Member of the Kiribati Parliament for Rabi Island
- In office 7 January 2016 – 26 February 2022
- Preceded by: Paulo Vanualailai
- In office 1994–1998
- Preceded by: Rongorongo Terubea
- Succeeded by: Bureia Samuela

Member of the Fijian Parliament for North Eastern General
- In office September 2001 – 13 May 2006
- Preceded by: Leo Smith
- Succeeded by: Robin Irwin

Personal details
- Born: 1947 or 1948
- Died: 26 February 2022 Suva, Fiji
- Party: Soqosoqo Duavata ni Lewenivanua

= David Christopher =

Fijian politician (died 2022)

David Ariu Christopher (died 26 February 2022), also known as Kariamakin Airu Christopher, was a Fijian and I-Kiribati politician of Banaban descent.

Christopher was educated at Niusawa Primary School, Queen Victoria School, Lelean Memorial School and then the University of the South Pacific. He worked for the Fiji Sugar Corporation, and then for Rabi Holdings, the investment company of the Rabi Council of Leaders. He was appointed to the Kiribati House of Assembly in 1994, serving a term of four years as representative of the Banaban people living on Rabi Island in Fiji.

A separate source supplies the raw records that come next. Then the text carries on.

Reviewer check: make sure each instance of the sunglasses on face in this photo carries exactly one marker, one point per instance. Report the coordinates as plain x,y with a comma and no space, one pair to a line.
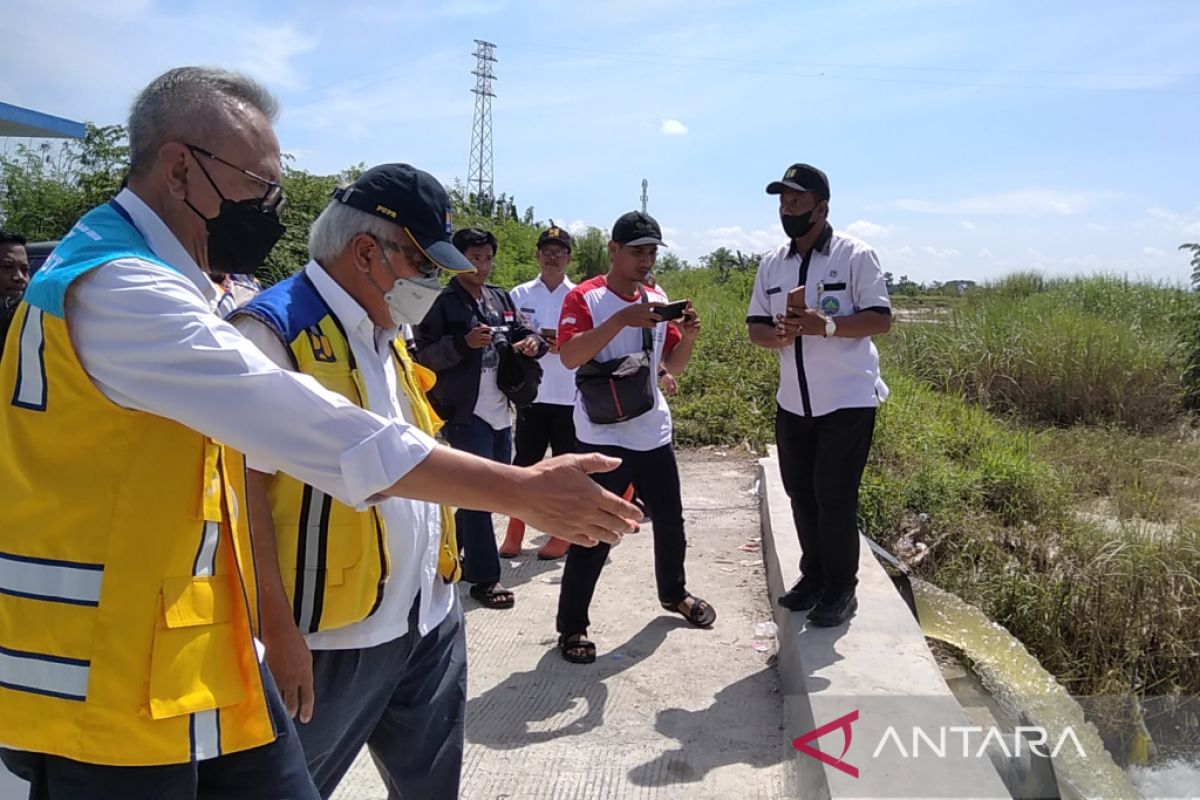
419,260
271,202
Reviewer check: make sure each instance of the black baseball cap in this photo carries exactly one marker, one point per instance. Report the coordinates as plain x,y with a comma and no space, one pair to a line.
555,235
414,200
802,178
466,238
636,228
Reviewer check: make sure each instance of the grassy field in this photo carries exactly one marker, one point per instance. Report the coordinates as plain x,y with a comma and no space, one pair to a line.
1035,458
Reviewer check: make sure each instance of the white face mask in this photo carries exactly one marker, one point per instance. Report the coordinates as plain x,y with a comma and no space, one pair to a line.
411,299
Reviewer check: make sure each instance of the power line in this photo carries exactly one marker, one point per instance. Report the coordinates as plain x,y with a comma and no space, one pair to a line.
755,66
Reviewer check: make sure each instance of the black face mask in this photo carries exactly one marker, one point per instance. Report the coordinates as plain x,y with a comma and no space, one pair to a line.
241,235
797,224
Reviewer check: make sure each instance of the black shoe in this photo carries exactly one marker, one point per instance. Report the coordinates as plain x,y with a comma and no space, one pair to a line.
803,595
834,609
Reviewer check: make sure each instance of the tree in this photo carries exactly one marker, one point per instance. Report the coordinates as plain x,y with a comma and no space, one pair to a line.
589,257
725,263
46,188
670,263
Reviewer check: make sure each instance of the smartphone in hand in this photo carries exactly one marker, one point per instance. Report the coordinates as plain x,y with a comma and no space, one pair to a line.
796,300
672,310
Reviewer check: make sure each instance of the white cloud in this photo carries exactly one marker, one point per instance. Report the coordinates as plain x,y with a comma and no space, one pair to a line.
865,229
738,238
673,127
1024,203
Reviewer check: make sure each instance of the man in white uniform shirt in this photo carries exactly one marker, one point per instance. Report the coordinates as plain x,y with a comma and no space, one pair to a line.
547,420
817,301
388,665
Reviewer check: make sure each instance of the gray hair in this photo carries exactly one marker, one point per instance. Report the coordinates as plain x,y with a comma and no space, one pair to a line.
339,224
192,103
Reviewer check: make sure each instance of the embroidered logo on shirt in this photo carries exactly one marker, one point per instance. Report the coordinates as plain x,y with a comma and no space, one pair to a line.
322,348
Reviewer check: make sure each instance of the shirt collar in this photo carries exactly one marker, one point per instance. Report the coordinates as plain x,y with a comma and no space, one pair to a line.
567,283
346,308
163,242
821,245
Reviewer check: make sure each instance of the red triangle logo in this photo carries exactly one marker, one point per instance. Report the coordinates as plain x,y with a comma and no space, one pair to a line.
843,722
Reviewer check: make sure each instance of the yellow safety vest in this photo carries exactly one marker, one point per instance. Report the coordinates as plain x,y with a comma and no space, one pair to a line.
334,559
127,591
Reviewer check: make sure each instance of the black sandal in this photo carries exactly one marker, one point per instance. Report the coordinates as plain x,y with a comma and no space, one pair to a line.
580,650
701,614
492,597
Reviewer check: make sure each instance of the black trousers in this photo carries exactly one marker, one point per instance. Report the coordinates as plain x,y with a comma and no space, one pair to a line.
539,426
655,477
821,459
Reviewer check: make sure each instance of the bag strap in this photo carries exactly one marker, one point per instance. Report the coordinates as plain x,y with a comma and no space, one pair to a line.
647,341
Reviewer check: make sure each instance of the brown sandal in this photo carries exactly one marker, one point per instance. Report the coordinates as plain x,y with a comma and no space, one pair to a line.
491,596
577,648
701,614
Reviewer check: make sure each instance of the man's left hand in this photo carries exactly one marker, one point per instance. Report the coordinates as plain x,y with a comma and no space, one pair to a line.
528,346
808,322
689,324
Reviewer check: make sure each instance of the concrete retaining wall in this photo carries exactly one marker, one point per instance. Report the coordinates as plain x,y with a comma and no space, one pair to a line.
879,666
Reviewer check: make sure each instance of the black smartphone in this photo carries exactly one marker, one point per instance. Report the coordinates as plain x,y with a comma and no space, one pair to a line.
672,310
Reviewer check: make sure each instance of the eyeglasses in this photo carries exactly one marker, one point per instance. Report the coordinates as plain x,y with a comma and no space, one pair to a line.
419,260
273,199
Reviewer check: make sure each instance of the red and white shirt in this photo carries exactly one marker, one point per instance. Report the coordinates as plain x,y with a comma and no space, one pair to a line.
591,304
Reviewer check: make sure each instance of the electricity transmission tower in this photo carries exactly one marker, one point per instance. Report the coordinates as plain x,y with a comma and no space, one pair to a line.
479,172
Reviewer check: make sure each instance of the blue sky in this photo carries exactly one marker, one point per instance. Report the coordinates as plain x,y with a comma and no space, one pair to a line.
963,139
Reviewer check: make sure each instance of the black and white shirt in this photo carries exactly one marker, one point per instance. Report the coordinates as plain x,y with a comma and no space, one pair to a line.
840,276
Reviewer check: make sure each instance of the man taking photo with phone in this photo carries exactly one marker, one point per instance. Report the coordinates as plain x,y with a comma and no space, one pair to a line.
817,301
547,420
615,319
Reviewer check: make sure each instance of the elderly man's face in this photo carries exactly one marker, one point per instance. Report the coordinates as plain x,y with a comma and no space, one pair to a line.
249,145
13,270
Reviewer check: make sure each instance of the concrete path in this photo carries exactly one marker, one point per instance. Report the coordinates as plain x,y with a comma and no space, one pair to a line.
666,710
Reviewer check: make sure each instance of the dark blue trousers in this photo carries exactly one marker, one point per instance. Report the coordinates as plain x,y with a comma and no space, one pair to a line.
405,699
274,771
477,536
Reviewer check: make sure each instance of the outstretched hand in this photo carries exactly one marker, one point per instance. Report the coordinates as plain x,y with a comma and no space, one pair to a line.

At the 2001 Fijian general election, he won the North Eastern General electorate for the Soqosoqo Duavata ni Lewenivanua (SDL) of Laisenia Qarase, becoming the first Banaban elected to the House of Representatives of Fiji. He lost his seat to Robin Irwin at the 2006 election. Christopher's former constituency was one of three reserved for "General Electors" - Fijian citizens who are not of ethnic Fijian, Indian, or Rotuman descent. Following the 2006 Fijian coup d'état and the dissolution of the SDL he returned to work for the Rabi Council as executive director.

In 2016 Christopher was again appointed to fill the nominated seat for Rabi Island in the Kiribati House of Assembly. He was renominated at the 2020 Kiribati parliamentary election.